All of the above make it sound like I'm proposing a dialing down of China coverage. When, actually, the opposite is true. What the world really needs now is more China coverage. Talking heads to drown out the talking heads. Better to oversaturate than to underrepresent -- isn't that the American way?
Seriously though, why hitch our wagons to falling stars? In gleefully playing the role of Global Proprietor/Provocateur, Old Media invariably elides the very pulse of China's achy, breaky cosmopolitan heart -- the sputtering, blustery, insecure, irrepressible, burgeoning middle and upper-middle class.
These are the dispossessed -- perhaps not politically or socially, and certainly not economically, but often culturally and ideologically -- whose frayed edges and inconvenient truths aren't always sexy, but capture the New China more accurately than a thousand headlines of spoiled milk ever could.

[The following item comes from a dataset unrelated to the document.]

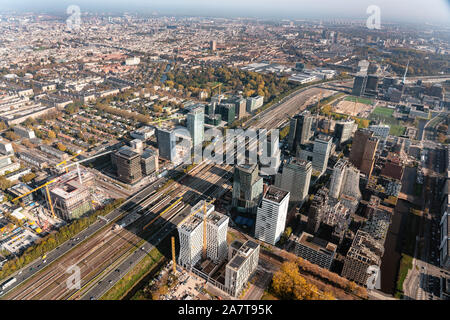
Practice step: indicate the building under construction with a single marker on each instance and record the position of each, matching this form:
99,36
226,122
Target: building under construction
70,195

They're also my colleagues, my frenemies and my friends, whose notions of what it means to be authentically, irrevocably Chinese often bristle against my dyed-in-the-wool first-generation Chinese-American sensibilities. Whose ups, downs and sometimes diagonal ways of thinking I hope to convey in this space -- along with, say, why karaoke is simultaneously the most revealing and -- gasp -- democratized of all quintessentially Chinese pastimes. Or how the road to socialism with Chinese characteristics no longer goes through Mao, but Yao (yes, the basketball player). Also on the menu is a steady diet of indignities I've had to suffer as a Chinese foodie. Suffice it to say, I've got an appetite for destruction, but have only begun to scrape the plate.

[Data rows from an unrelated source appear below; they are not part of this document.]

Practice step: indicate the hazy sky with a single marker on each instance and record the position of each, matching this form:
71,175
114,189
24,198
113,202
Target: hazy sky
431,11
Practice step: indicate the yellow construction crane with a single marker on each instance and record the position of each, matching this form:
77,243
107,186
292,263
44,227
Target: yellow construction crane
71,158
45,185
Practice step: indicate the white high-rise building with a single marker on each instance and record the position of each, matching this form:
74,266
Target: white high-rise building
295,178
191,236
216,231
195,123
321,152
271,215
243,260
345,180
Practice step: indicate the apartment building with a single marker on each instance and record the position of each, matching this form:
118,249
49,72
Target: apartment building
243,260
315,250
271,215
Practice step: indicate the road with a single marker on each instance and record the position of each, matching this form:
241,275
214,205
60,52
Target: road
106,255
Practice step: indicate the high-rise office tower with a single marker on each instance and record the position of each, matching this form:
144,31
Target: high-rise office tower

Not that I'm some bastion of immovable journalistic credibility, mind you. I do, after all, host a science and tech show for an English-language channel in Shanghai (basically Chinese television's equivalent of Bill Nye the Science Guy, minus the knowledge), rocking on-air glasses that don't even have lenses in them. Why? Because I care about the truth -- and I don't need no stinkin' lenses to cloud my vision. That, and, well, my superiors seem to think it makes me appear more camera-genic (such is the hard-knock life of a sublebrity in China).

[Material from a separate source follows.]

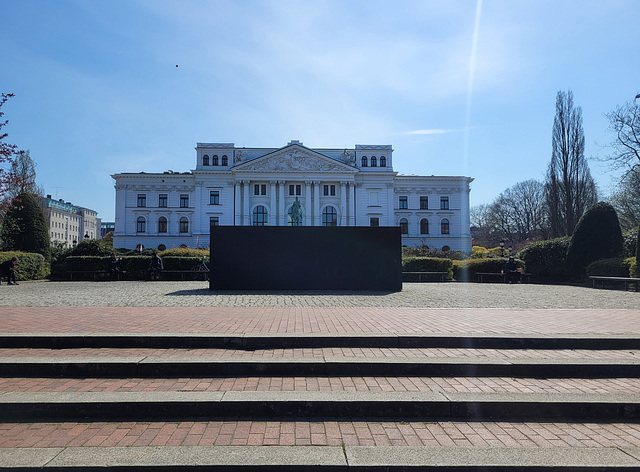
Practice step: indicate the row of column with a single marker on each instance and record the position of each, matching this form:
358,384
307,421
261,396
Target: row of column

Still, my truth is not yours, nor that of my parents' generation, and certainly not the vast majority of China's citizens. So I won't pretend to be the ultimate authority on all things China; that's the job of some blowhard who gets the superficial, super-official title of "China correspondent." I will, however, attempt to set the record straight whenever the Grumpy Old Media has it back-asswards. Mostly, though, it'll be me being recklessly bloggy, hoping to loosen the stranglehold on China coverage with my own screwball, lived-in logic. Consider yourselves warned.